Thursday, February 28, 2019

Court Applies Precedent in Rule 11 Plain Error Case, Calls for Revision

US v. Lockhart: Lockhart was charged with being a felon in possession of a firearm and pleaded guilty. During the Rule 11 colloquy, the magistrate judge informed Lockhart that the maximum sentence he faced was ten years in prison. There was no mention of a possible 15-year mandatory minimum sentence under the Armed Career Criminal Act. Sure enough, Lockhart qualified for sentencing under ACCA. Although the probation officer took note of the oversight in the PSR and Lockhart objected to the ACCA classification, he did not object to the failure to be informed of the ACCA statutory changes during his plea or seek to withdraw his plea. After being sentenced to the required 15-year term, Lockhart’s counsel explained that he “went over [ACCA] beforehand” and Lockhart was “fully aware of that.”
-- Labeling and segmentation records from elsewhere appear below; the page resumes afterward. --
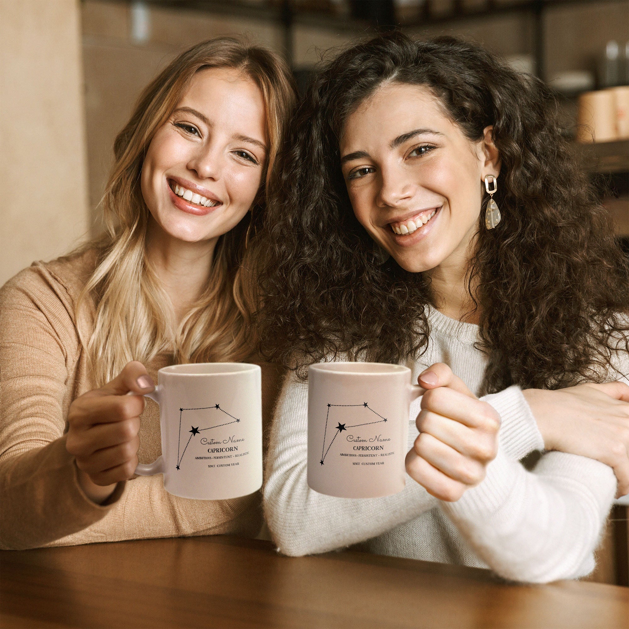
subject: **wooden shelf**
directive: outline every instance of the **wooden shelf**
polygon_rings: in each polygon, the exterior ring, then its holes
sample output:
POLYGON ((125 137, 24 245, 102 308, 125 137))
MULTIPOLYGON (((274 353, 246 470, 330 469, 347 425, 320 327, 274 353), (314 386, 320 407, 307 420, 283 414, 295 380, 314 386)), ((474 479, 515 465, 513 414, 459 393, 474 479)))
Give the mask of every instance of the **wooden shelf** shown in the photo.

On appeal, Lockhart argued, under plain error, that the magistrate judge had erred by failing to advise him of the ACCA impact on his sentencing exposure. The Fourth Circuit panel very reluctantly affirmed Lockhart’s sentence. Writing for the panel, Judge Keenan held that their hands were tied by the court’s 2009 decision in Massenburg. Applying an earlier Supreme Court decision that requires a person to show there was a “reasonable probability” that he would have not pleaded guilty but for the error, Massenburg requires that such a showing “must appear affirmatively on the record.” Judge Keenan points out that this essentially requires a defendant to prove plain error by using the very record evidence that is absence because of the error. Nonetheless, because Massenburg is controlling, Lockhart loses on the third plain-error prong.

Chief Judge Gregory and Judge Floyd both concurred, arguing that Massenburg needs to be revisited.

UPDATE: The court granted rehearing en banc in this case and vacated Lockhart's plea.